Concerning the current progress, I have done some modification to valgrind (callgrind part) to make it simulate read-allocate cache behaviour (arm926 uses such cache) and now have some information about parts of code that cause many cache missed and do lots of work with the memory.
Things that may need optimizations and provide some improvement are:
- idct
- motion compensation (for non iwmmxt devices)

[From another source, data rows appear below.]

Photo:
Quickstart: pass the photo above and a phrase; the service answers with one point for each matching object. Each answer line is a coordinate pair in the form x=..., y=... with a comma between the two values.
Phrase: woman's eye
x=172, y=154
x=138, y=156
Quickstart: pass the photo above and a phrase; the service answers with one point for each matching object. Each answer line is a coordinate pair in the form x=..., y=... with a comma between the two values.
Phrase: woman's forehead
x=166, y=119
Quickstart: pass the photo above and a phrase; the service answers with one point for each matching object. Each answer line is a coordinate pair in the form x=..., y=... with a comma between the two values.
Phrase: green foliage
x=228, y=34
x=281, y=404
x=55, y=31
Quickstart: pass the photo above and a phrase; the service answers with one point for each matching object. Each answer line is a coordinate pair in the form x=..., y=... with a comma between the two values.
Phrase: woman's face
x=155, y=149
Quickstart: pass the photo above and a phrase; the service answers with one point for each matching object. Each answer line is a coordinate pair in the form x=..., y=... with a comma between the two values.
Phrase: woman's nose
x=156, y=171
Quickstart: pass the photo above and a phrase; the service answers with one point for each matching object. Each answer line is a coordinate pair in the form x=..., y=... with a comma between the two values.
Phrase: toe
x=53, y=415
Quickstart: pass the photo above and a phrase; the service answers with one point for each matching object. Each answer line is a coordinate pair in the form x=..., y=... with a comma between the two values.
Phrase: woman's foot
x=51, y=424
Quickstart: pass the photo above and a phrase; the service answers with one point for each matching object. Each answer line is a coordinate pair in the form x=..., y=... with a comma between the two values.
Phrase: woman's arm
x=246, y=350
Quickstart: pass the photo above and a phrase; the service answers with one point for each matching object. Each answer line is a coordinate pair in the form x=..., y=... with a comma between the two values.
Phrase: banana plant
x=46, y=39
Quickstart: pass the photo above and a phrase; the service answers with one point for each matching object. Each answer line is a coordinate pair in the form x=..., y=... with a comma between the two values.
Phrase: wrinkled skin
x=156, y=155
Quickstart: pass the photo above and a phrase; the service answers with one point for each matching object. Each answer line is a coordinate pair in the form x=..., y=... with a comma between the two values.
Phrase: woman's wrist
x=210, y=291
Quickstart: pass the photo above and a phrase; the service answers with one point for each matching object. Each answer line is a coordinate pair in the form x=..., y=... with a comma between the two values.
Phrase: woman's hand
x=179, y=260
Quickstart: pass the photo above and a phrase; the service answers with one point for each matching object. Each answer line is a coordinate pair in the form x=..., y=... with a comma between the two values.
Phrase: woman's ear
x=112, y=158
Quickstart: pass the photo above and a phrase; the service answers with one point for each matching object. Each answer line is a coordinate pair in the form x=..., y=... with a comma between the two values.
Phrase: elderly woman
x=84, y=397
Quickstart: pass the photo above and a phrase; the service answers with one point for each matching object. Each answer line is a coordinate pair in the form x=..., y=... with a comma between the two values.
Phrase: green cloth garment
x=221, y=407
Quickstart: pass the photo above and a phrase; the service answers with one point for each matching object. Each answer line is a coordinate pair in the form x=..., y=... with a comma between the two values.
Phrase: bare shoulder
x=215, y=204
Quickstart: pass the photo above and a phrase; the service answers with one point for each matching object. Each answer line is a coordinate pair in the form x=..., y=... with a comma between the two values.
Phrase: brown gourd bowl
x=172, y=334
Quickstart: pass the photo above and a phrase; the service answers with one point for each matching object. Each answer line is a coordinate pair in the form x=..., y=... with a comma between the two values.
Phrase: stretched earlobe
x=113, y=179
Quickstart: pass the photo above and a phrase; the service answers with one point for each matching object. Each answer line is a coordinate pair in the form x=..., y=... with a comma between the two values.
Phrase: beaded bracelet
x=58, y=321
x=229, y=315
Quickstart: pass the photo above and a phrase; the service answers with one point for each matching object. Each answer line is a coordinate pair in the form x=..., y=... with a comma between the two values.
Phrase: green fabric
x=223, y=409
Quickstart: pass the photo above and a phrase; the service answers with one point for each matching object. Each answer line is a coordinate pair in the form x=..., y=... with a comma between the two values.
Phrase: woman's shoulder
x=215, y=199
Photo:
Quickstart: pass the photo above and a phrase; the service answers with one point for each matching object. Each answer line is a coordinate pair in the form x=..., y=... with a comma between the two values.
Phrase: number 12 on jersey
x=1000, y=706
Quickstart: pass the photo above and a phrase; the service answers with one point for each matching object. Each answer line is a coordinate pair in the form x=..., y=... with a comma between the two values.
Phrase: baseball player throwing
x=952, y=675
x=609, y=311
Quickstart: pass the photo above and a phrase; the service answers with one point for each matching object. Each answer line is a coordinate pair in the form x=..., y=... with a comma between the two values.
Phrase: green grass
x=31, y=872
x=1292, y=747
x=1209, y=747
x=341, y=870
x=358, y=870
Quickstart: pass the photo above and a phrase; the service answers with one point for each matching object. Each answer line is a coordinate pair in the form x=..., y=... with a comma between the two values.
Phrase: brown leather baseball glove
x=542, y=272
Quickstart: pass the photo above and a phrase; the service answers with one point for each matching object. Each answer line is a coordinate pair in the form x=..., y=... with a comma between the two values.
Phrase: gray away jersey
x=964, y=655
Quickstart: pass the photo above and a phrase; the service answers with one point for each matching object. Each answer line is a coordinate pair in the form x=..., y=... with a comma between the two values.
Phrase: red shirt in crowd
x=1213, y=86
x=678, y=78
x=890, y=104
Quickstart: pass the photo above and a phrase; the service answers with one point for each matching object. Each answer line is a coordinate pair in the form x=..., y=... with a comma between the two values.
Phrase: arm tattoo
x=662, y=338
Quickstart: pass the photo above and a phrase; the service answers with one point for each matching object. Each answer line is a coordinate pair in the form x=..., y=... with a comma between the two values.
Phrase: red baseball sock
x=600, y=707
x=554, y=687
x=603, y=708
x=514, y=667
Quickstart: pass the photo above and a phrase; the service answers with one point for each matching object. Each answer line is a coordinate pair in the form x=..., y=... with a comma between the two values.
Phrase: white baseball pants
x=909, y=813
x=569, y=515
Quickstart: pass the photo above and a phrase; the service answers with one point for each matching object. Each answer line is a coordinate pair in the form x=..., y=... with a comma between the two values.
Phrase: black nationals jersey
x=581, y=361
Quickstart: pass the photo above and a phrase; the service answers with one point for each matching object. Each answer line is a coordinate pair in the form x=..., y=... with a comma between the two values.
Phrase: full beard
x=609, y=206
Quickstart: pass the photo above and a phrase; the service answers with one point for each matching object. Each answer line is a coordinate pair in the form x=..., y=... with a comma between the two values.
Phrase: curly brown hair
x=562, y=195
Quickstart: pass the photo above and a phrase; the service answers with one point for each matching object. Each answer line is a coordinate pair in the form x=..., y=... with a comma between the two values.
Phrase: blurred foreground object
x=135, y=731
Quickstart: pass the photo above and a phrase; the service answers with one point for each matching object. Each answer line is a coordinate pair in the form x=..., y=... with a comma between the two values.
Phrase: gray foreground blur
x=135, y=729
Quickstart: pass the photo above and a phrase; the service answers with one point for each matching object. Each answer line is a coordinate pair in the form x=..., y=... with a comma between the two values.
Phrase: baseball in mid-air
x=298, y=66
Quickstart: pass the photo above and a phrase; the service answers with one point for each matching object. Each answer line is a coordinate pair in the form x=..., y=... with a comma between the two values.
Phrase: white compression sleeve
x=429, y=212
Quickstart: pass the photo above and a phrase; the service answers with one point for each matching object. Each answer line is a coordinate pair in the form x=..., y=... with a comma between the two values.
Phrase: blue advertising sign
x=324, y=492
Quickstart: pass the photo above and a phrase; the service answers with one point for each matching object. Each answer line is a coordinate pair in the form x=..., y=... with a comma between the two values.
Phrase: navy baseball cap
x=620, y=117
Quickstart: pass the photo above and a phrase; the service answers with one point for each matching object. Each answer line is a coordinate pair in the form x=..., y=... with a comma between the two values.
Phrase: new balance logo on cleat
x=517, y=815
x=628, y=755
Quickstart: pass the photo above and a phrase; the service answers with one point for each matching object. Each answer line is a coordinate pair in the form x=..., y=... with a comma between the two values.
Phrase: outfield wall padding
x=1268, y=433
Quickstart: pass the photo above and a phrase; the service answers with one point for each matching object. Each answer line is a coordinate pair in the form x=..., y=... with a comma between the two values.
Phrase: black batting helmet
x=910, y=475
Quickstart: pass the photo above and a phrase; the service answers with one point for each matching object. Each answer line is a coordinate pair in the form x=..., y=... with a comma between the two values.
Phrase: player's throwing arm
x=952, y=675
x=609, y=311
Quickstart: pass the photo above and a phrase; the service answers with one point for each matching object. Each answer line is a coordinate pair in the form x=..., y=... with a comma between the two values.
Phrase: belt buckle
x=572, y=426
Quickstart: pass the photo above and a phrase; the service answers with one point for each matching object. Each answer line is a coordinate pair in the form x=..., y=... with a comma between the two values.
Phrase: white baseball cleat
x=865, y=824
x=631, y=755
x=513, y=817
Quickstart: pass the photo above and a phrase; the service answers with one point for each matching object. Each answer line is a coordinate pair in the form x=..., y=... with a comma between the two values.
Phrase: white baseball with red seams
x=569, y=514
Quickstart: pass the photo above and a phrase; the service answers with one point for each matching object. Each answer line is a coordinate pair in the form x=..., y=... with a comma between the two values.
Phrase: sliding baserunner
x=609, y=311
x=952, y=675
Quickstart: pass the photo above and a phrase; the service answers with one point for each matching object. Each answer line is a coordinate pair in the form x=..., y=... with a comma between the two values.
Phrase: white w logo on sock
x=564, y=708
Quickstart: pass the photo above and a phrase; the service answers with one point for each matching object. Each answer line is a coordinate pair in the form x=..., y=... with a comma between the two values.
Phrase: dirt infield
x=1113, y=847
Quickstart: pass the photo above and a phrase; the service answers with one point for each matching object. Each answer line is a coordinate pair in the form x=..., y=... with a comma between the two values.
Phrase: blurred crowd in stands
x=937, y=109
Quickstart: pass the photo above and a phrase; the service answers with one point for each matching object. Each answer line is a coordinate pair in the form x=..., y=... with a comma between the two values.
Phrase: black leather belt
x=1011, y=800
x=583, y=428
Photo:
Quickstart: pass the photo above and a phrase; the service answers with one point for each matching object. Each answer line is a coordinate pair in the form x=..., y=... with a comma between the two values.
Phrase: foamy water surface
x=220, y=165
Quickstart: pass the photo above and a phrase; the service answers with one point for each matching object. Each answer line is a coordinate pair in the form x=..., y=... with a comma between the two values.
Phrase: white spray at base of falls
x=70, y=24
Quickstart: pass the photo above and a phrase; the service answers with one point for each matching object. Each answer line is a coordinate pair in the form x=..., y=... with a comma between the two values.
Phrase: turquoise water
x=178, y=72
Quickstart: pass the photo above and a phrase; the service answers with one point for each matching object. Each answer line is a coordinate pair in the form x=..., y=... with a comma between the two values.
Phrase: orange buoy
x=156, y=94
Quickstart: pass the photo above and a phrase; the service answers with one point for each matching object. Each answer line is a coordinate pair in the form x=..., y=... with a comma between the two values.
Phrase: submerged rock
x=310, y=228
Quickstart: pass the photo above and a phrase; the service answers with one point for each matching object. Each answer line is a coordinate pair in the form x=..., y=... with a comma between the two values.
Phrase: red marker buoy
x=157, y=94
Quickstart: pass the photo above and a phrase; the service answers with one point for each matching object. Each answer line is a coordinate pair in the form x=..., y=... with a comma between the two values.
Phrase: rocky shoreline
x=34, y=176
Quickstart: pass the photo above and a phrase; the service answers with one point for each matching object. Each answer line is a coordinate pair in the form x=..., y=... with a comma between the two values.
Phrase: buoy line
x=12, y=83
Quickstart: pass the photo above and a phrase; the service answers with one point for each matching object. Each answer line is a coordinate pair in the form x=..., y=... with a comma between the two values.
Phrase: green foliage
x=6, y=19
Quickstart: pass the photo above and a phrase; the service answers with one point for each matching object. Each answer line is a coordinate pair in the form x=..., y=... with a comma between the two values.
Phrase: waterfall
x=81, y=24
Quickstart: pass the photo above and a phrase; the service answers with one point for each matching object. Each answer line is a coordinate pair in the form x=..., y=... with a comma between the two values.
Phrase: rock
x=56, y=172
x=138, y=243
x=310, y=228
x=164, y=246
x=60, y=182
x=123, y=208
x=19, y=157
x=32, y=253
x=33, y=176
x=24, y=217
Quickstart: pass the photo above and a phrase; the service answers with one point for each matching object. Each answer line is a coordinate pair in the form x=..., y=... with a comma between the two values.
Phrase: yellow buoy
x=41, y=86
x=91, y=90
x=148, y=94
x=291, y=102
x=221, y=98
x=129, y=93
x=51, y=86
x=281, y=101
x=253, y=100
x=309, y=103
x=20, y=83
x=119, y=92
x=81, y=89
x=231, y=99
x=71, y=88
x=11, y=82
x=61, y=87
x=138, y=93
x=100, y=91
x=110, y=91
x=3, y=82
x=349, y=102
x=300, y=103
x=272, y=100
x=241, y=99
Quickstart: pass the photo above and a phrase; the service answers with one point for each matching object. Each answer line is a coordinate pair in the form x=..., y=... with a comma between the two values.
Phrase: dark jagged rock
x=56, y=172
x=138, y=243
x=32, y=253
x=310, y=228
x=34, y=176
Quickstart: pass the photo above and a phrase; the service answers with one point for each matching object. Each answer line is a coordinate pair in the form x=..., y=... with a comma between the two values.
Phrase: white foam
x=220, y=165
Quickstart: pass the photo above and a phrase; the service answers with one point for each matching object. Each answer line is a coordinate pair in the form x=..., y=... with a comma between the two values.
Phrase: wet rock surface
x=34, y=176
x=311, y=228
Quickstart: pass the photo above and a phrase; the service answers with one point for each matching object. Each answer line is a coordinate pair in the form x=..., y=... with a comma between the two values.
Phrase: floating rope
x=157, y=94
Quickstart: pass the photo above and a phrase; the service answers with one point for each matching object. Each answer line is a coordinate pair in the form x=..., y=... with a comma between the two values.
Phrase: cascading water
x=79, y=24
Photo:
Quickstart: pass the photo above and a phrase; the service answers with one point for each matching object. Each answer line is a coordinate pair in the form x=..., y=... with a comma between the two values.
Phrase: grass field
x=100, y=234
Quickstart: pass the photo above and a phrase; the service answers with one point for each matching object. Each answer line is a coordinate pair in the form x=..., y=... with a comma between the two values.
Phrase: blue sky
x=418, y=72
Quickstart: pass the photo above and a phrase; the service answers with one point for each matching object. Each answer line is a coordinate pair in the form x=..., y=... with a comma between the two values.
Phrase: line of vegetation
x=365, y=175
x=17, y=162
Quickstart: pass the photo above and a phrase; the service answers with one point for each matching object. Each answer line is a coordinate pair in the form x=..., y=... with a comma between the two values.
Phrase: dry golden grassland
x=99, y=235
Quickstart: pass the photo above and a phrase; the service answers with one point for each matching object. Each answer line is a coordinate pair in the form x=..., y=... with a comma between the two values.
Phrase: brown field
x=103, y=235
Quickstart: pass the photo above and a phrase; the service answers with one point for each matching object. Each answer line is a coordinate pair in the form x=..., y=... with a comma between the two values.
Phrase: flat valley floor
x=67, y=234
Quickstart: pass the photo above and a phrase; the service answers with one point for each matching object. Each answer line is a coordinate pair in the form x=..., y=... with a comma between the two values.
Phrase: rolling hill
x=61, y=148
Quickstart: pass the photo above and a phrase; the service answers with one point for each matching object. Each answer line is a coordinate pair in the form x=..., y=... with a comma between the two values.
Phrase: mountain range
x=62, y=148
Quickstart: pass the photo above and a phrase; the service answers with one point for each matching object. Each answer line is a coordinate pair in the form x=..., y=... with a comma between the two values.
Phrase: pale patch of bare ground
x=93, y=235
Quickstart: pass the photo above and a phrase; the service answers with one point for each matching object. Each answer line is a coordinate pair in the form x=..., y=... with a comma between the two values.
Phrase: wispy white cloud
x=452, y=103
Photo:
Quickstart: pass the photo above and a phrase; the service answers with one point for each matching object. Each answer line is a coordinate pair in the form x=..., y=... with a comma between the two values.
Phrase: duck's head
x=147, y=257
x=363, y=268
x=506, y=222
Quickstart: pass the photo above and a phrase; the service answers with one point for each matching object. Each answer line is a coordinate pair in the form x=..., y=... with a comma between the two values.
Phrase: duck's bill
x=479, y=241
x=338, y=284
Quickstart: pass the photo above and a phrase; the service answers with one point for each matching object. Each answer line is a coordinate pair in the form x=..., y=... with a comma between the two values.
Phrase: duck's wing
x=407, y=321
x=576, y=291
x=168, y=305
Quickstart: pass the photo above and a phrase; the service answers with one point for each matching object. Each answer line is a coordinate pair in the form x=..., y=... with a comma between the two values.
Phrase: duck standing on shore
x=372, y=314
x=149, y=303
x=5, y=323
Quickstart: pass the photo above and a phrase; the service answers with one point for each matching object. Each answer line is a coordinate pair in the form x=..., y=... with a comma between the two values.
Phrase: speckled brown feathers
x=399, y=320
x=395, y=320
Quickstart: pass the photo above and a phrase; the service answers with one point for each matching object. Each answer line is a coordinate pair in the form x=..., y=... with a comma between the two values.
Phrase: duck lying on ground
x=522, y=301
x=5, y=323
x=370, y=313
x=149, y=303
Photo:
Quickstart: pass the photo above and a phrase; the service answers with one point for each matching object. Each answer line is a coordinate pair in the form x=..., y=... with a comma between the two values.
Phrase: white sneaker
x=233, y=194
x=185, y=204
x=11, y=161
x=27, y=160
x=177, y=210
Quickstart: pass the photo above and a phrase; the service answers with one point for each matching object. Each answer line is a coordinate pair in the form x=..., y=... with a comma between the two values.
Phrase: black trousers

- dct_unquantize_h263_intra function (it contains almost 7% of instructions executed from callgrind statistics for this Doom video fragment, in addition it contains lots of multiplications which can be accelerated using dsp instructions), one more proof that it is needed to be optimized is that x86 code also contains mmx version of this function
Also I can prepare some small test programs for synthetic benchmarking of all these parts of code (idct, motion compensation, unquantize) so that it will be easier to see if there is any effect of optimizations. It is hard to notice any substantial effects of each one of these optimizations when just monitoring full video decoding time, but they all are cumulative and all together can provide quite a visible improvement. I have already done something like this when tried to optimize idct code (not too successful attempt because it focused on the code that was not real bottleneck, rows processing in idct generally takes much less time than columns):
http://lists.mplayerhq.hu/pipermail/ffmpeg...ber/045837.htmlWould anyone want to try running these benchmarks, or take some more active part in optimizing mplayer/ffmpeg?
PS. By the way, is it possible to watch that Doom video clip without (much) framedrops on nonoverclocked Zaurus?